Víctor Anchante

Personal information
- Full name: Victor Raul Anchante Licht
- Date of birth: August 26, 1979 (age 45)
- Place of birth: Lima, Peru
- Height: 1.81 m (5 ft 11 in)
- Position(s): Defender

Team information
- Current team: Sporting Cristal
- Number: 5

Senior career*
- Years: Team / Apps / (Gls)
- 2001–2002: Sport Coopsol
- 2003: Sporting Cristal
- 2004: USMP
- 2005: Coronel Bolognesi
- 2006–: Sporting Cristal

International career
- sub-17

= Víctor Anchante =

Peruvian footballer (born 1979)

Victor Raul Anchante Licht (born August 26, 1979, in Lima, Perú) is a Peruvian footballer who plays as defender.

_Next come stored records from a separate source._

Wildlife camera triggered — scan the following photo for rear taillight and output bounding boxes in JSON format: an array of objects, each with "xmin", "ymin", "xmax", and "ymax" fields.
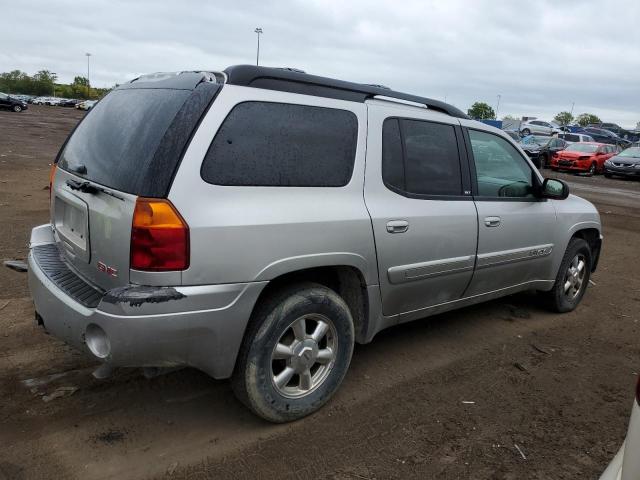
[
  {"xmin": 49, "ymin": 163, "xmax": 58, "ymax": 201},
  {"xmin": 131, "ymin": 197, "xmax": 189, "ymax": 272}
]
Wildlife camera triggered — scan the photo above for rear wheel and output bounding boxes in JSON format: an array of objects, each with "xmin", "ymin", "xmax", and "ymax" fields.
[
  {"xmin": 232, "ymin": 283, "xmax": 355, "ymax": 423},
  {"xmin": 544, "ymin": 238, "xmax": 591, "ymax": 313}
]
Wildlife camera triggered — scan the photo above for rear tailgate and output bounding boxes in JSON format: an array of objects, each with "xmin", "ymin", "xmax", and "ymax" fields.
[
  {"xmin": 51, "ymin": 73, "xmax": 220, "ymax": 290},
  {"xmin": 51, "ymin": 169, "xmax": 137, "ymax": 290}
]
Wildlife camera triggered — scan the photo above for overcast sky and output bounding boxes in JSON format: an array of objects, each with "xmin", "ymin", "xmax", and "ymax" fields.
[{"xmin": 0, "ymin": 0, "xmax": 640, "ymax": 127}]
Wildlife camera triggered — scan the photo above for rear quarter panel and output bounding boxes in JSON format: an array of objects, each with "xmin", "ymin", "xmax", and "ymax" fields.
[{"xmin": 169, "ymin": 85, "xmax": 378, "ymax": 285}]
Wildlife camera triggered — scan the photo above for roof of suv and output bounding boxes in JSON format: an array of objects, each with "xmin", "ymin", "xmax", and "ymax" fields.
[
  {"xmin": 117, "ymin": 65, "xmax": 469, "ymax": 119},
  {"xmin": 224, "ymin": 65, "xmax": 469, "ymax": 118}
]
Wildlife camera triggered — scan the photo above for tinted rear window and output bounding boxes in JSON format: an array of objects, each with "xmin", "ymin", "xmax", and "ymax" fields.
[
  {"xmin": 59, "ymin": 89, "xmax": 191, "ymax": 195},
  {"xmin": 201, "ymin": 102, "xmax": 358, "ymax": 187}
]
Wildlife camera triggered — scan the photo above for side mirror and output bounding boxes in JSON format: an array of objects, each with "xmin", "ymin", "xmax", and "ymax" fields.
[{"xmin": 540, "ymin": 178, "xmax": 569, "ymax": 200}]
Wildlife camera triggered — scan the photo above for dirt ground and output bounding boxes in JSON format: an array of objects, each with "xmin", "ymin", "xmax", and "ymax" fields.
[{"xmin": 0, "ymin": 107, "xmax": 640, "ymax": 480}]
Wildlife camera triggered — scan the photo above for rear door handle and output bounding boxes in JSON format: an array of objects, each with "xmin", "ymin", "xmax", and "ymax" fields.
[
  {"xmin": 484, "ymin": 217, "xmax": 501, "ymax": 227},
  {"xmin": 387, "ymin": 220, "xmax": 409, "ymax": 233}
]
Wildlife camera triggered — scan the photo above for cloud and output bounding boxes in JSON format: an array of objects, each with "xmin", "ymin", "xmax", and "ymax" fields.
[{"xmin": 0, "ymin": 0, "xmax": 640, "ymax": 126}]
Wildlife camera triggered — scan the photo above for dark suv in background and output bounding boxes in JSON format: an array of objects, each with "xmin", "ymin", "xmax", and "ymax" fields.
[{"xmin": 0, "ymin": 92, "xmax": 27, "ymax": 112}]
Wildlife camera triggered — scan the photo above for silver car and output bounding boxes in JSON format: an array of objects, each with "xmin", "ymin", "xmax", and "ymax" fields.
[
  {"xmin": 520, "ymin": 120, "xmax": 562, "ymax": 137},
  {"xmin": 29, "ymin": 66, "xmax": 602, "ymax": 422}
]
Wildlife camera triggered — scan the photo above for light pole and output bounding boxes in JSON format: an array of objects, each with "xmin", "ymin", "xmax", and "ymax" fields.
[
  {"xmin": 85, "ymin": 52, "xmax": 91, "ymax": 99},
  {"xmin": 254, "ymin": 27, "xmax": 262, "ymax": 66}
]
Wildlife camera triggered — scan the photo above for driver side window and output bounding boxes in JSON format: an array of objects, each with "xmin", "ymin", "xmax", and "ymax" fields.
[{"xmin": 469, "ymin": 130, "xmax": 534, "ymax": 199}]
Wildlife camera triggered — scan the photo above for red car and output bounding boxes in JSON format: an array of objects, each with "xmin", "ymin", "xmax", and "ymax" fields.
[{"xmin": 551, "ymin": 142, "xmax": 618, "ymax": 175}]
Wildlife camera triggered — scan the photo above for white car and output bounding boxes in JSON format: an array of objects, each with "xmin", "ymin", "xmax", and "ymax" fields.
[
  {"xmin": 600, "ymin": 379, "xmax": 640, "ymax": 480},
  {"xmin": 520, "ymin": 120, "xmax": 562, "ymax": 137},
  {"xmin": 558, "ymin": 133, "xmax": 595, "ymax": 143}
]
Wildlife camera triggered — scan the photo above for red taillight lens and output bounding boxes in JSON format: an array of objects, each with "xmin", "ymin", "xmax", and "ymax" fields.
[
  {"xmin": 49, "ymin": 163, "xmax": 58, "ymax": 201},
  {"xmin": 131, "ymin": 198, "xmax": 189, "ymax": 272}
]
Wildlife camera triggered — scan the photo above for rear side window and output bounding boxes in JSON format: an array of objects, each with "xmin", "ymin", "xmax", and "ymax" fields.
[
  {"xmin": 382, "ymin": 118, "xmax": 462, "ymax": 196},
  {"xmin": 201, "ymin": 102, "xmax": 358, "ymax": 187},
  {"xmin": 58, "ymin": 89, "xmax": 191, "ymax": 196}
]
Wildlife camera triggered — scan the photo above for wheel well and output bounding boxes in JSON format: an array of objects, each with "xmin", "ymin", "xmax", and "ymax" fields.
[
  {"xmin": 572, "ymin": 228, "xmax": 602, "ymax": 272},
  {"xmin": 253, "ymin": 265, "xmax": 369, "ymax": 341}
]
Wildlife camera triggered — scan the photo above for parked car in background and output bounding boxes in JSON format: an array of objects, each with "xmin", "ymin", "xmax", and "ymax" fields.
[
  {"xmin": 0, "ymin": 92, "xmax": 27, "ymax": 112},
  {"xmin": 76, "ymin": 100, "xmax": 97, "ymax": 110},
  {"xmin": 520, "ymin": 120, "xmax": 562, "ymax": 137},
  {"xmin": 558, "ymin": 132, "xmax": 595, "ymax": 143},
  {"xmin": 58, "ymin": 98, "xmax": 80, "ymax": 107},
  {"xmin": 587, "ymin": 122, "xmax": 631, "ymax": 139},
  {"xmin": 28, "ymin": 65, "xmax": 602, "ymax": 422},
  {"xmin": 520, "ymin": 135, "xmax": 568, "ymax": 168},
  {"xmin": 583, "ymin": 127, "xmax": 631, "ymax": 148},
  {"xmin": 551, "ymin": 142, "xmax": 619, "ymax": 175},
  {"xmin": 604, "ymin": 147, "xmax": 640, "ymax": 178},
  {"xmin": 600, "ymin": 378, "xmax": 640, "ymax": 480}
]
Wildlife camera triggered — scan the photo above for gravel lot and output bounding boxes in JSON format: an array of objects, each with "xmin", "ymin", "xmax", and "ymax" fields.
[{"xmin": 0, "ymin": 107, "xmax": 640, "ymax": 480}]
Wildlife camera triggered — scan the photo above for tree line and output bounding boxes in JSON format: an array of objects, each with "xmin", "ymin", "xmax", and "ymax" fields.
[
  {"xmin": 467, "ymin": 102, "xmax": 602, "ymax": 127},
  {"xmin": 0, "ymin": 70, "xmax": 110, "ymax": 99}
]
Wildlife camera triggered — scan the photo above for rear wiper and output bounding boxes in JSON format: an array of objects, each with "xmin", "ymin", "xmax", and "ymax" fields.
[{"xmin": 67, "ymin": 179, "xmax": 124, "ymax": 201}]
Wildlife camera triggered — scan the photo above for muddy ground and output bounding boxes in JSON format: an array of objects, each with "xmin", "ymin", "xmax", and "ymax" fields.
[{"xmin": 0, "ymin": 106, "xmax": 640, "ymax": 480}]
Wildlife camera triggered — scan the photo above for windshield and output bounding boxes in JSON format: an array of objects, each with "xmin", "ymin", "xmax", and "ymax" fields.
[
  {"xmin": 565, "ymin": 143, "xmax": 599, "ymax": 153},
  {"xmin": 618, "ymin": 147, "xmax": 640, "ymax": 158}
]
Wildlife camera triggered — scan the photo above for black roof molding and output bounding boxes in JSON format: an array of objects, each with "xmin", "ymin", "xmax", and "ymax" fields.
[{"xmin": 224, "ymin": 65, "xmax": 469, "ymax": 118}]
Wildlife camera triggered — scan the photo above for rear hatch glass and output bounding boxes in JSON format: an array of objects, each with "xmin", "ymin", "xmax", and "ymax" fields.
[{"xmin": 58, "ymin": 89, "xmax": 191, "ymax": 196}]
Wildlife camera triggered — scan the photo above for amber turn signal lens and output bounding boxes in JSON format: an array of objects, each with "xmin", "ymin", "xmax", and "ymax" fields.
[{"xmin": 131, "ymin": 197, "xmax": 189, "ymax": 272}]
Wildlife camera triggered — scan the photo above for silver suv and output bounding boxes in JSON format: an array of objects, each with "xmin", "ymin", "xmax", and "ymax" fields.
[{"xmin": 29, "ymin": 66, "xmax": 602, "ymax": 422}]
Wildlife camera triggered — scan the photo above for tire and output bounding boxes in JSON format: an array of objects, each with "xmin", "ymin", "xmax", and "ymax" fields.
[
  {"xmin": 544, "ymin": 237, "xmax": 592, "ymax": 313},
  {"xmin": 231, "ymin": 282, "xmax": 355, "ymax": 423}
]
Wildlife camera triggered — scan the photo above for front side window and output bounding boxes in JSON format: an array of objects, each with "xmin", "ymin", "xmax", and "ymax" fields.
[
  {"xmin": 382, "ymin": 118, "xmax": 462, "ymax": 196},
  {"xmin": 469, "ymin": 130, "xmax": 534, "ymax": 198},
  {"xmin": 201, "ymin": 102, "xmax": 358, "ymax": 187}
]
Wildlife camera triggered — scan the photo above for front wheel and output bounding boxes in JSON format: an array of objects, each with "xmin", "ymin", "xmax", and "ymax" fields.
[
  {"xmin": 232, "ymin": 283, "xmax": 355, "ymax": 423},
  {"xmin": 544, "ymin": 238, "xmax": 591, "ymax": 313}
]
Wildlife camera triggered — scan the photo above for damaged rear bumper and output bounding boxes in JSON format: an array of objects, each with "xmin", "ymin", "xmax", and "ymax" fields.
[{"xmin": 29, "ymin": 225, "xmax": 267, "ymax": 378}]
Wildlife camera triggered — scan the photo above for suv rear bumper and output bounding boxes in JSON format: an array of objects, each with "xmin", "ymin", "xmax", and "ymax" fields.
[{"xmin": 28, "ymin": 225, "xmax": 267, "ymax": 378}]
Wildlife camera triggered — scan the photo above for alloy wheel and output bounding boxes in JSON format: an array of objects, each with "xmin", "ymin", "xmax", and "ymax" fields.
[
  {"xmin": 271, "ymin": 314, "xmax": 338, "ymax": 398},
  {"xmin": 564, "ymin": 253, "xmax": 587, "ymax": 300}
]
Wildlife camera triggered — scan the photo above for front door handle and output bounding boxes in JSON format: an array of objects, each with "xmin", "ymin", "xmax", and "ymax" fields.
[
  {"xmin": 484, "ymin": 217, "xmax": 501, "ymax": 227},
  {"xmin": 387, "ymin": 220, "xmax": 409, "ymax": 233}
]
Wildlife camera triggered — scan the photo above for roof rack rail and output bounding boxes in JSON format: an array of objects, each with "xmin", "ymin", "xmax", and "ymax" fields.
[{"xmin": 224, "ymin": 65, "xmax": 469, "ymax": 118}]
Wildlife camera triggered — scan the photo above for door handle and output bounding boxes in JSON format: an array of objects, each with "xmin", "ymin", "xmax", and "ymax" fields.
[
  {"xmin": 387, "ymin": 220, "xmax": 409, "ymax": 233},
  {"xmin": 484, "ymin": 217, "xmax": 501, "ymax": 227}
]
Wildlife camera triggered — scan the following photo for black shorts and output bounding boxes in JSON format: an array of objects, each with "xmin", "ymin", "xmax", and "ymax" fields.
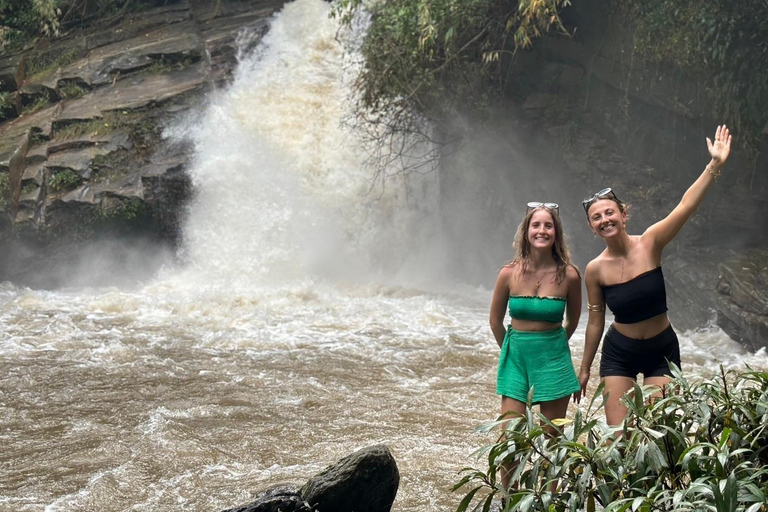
[{"xmin": 600, "ymin": 325, "xmax": 680, "ymax": 380}]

He currently plays for Sporting Cristal.

==Profile==
Víctor Anchante started his professional playing career in Sporting Cristal (2000–2001), after that he played in Sport Coopsol from Trujillo two years more(2002–2003).In 2004, he joined to Universidad San Martin de Porres USMP in the first year of this team in the professional level, so he is one of the "founders" of this team. During the next two years he played in Club Coronel Bolognesi from Tacna (2005–2006). Finally he returned to his home, Club Sporting Cristal S.A. (2007–2009).